Summary of Course Content
- Grid Structures Scientific data sets can be given without any given connectivity among the data (scattered data) or on a so-called structured or unstructured grid. Typical grids (rectilinear, curvilinear, prismatic, tetrahedral, etc.) are discussed and appropriate data structures and interpolation methods are introduced.
- Basic Scalar Field Visualization A variety of techniques for the visualization of scalar fields, i.e. functions of the form f(x,y) and f(x,y,z), are discussed. Algorithms that use color and/or opacity to represent the scalar value will be presented, including slicing, and various volume rendering techniques (ray casting, 3D texture-based volume rendering in OpenGL, cell sorting and projection). Contour curves and surfaces will also be discussed.
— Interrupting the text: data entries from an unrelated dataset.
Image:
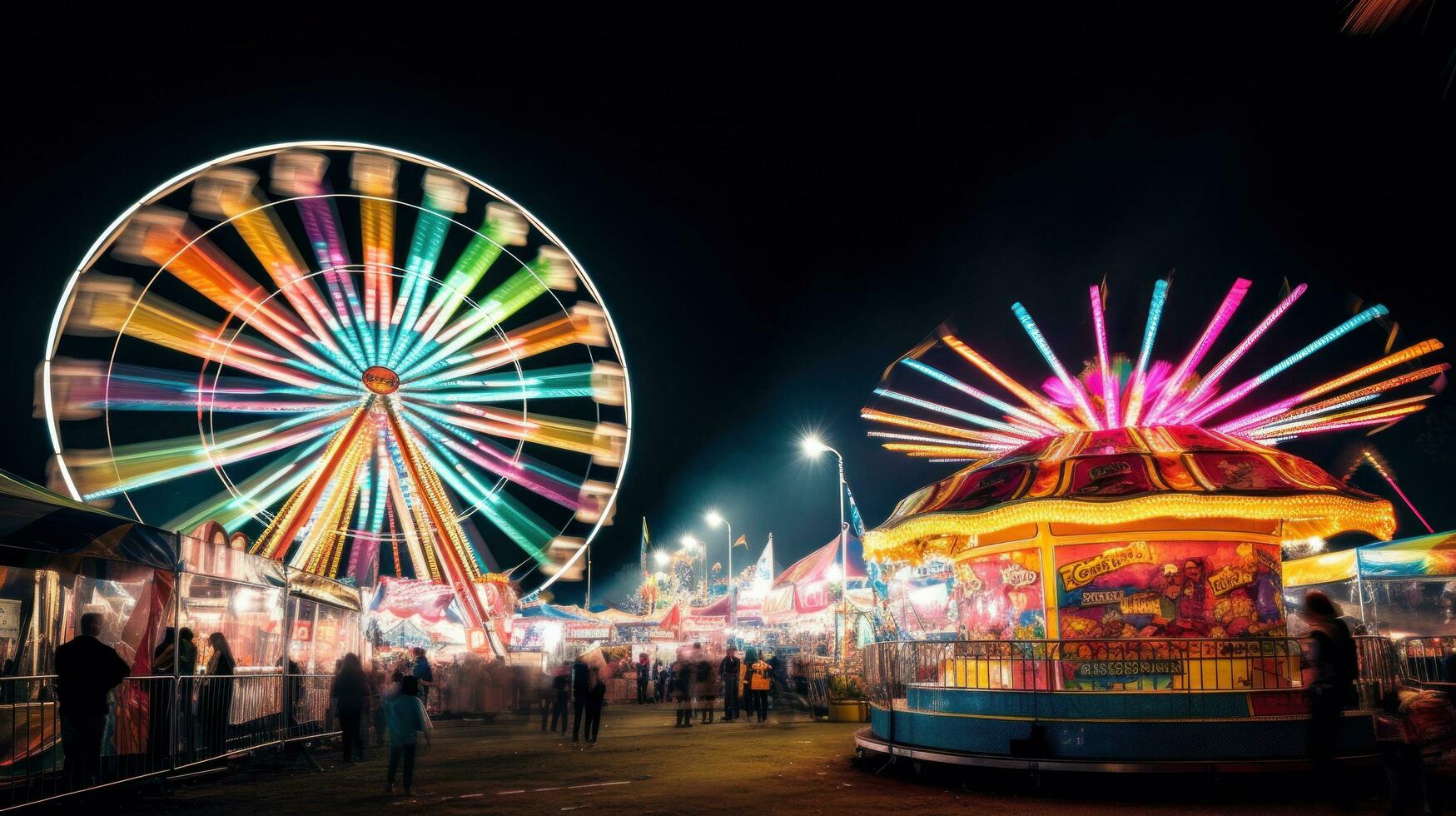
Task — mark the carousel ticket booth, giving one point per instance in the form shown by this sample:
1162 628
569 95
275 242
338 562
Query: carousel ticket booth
1119 598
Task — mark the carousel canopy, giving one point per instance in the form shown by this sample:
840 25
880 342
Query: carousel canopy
38 520
1421 557
1127 475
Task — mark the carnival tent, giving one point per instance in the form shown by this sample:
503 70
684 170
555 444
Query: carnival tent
1420 557
41 522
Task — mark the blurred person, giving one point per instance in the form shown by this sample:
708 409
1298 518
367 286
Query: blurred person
159 699
759 682
561 687
424 676
702 685
1331 691
683 682
596 699
217 695
579 685
350 694
406 720
644 675
87 669
377 689
731 674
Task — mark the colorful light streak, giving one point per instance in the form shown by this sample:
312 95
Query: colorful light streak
1178 398
338 466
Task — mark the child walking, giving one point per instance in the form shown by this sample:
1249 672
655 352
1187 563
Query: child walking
406 719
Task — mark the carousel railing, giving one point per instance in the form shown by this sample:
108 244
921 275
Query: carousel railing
153 726
1091 666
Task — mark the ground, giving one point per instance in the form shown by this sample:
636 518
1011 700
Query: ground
644 765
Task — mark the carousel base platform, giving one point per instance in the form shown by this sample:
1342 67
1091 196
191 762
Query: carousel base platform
1154 732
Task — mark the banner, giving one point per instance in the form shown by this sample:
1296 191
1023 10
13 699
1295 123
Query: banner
999 596
1170 589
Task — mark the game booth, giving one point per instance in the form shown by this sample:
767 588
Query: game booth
1117 598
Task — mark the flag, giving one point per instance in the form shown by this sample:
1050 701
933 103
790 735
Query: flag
857 524
763 571
645 542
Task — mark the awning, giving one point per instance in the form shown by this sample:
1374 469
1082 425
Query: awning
41 522
1420 557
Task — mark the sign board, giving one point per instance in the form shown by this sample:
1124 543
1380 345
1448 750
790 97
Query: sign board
475 640
9 618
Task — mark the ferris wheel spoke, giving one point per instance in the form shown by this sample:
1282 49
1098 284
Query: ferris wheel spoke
85 388
445 196
233 194
503 227
255 495
603 442
584 324
107 472
550 270
107 305
341 454
501 462
375 177
602 382
163 238
299 174
510 516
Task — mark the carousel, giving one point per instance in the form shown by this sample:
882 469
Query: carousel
1116 542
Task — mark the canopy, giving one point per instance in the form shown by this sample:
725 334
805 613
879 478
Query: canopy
814 567
38 520
1125 477
1421 557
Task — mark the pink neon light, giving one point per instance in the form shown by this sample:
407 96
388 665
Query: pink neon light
1100 326
1212 379
1220 318
1401 493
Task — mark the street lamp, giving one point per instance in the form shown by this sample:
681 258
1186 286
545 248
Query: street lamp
690 545
713 519
812 446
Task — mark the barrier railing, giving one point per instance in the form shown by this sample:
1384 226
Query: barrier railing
151 726
1091 666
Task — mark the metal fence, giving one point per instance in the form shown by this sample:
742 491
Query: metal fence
152 726
1091 666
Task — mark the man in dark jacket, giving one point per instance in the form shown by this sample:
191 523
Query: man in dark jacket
579 688
561 688
87 669
1333 656
728 669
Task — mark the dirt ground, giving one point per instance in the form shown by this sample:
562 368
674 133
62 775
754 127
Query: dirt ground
644 765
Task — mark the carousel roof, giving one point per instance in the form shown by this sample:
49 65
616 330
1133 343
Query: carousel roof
1126 475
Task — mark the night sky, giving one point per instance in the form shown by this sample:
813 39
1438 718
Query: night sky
777 207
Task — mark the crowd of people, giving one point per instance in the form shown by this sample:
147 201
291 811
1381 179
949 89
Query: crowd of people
696 682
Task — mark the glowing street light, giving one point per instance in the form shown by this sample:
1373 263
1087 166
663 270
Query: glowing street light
812 446
713 519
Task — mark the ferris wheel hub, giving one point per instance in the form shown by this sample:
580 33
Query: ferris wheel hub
379 379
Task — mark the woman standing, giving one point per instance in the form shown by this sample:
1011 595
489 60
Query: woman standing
406 719
350 693
217 695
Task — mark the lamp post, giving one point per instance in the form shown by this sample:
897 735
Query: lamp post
690 544
812 446
713 519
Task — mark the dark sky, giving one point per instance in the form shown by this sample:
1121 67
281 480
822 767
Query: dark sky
777 207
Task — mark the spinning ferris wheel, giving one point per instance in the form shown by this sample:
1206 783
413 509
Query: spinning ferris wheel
365 361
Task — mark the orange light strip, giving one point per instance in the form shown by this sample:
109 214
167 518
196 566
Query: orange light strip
1304 516
1040 406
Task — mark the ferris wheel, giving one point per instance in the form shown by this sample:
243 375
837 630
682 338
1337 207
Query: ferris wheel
367 361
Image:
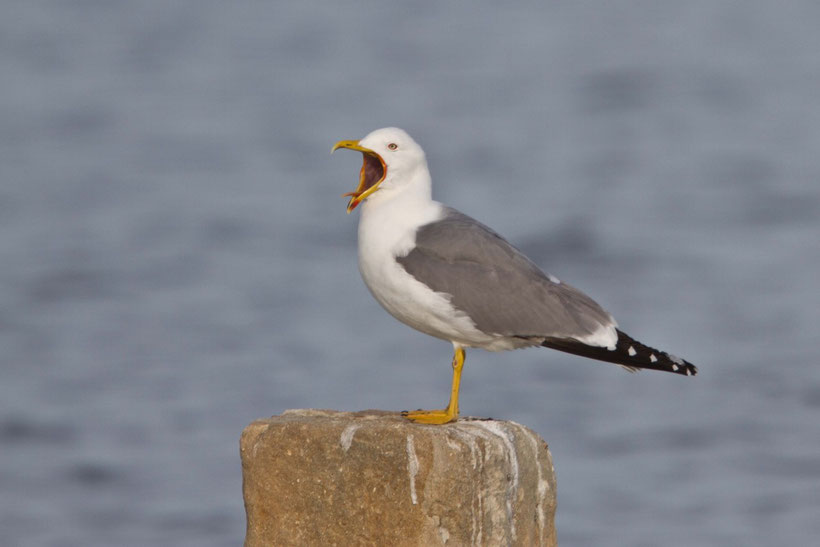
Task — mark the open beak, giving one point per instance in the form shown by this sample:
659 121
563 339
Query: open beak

- Basic Vector Field Visualization A variety of techniques for the visualization of vector fields, i.e., vector-valued functions of the form [u(x,y), v(x,y)] and [u(x,y,z), v(x,y,z), w(x,y,z)] will be discussed. Algorithms that will be presented include the approximation and visualization of path, stream, streak, and time lines, surfaces, and tubes, as well as texture-based and glyph-based methods. Tensor visualization will also be briefly discussed. Optional topics:
- Molecular visualization: The techniques for visualizing atoms and bonds, and special glyphs for representing protein structures may be discussed.
- Animation: Methods for producing animated image sequences for visualizing time varying data, and for interpolating data in time as well as space, may be discussed.
- Tensor fields: The method of finding the principal components of a symmetric tensor may be discussed, as well as methods using them to visualize tensor fields.
- Information visualization: The distinction between scientific visualization of continuous quantitative data and information visualization of discrete or non-quantitative data and may be discussed, as well as a few examples of information visualization, for example, graph and/or tree visualization.
Alexandru Telea, Data Visualization: Principles and Practice. A K Peters, Ltd., 2008.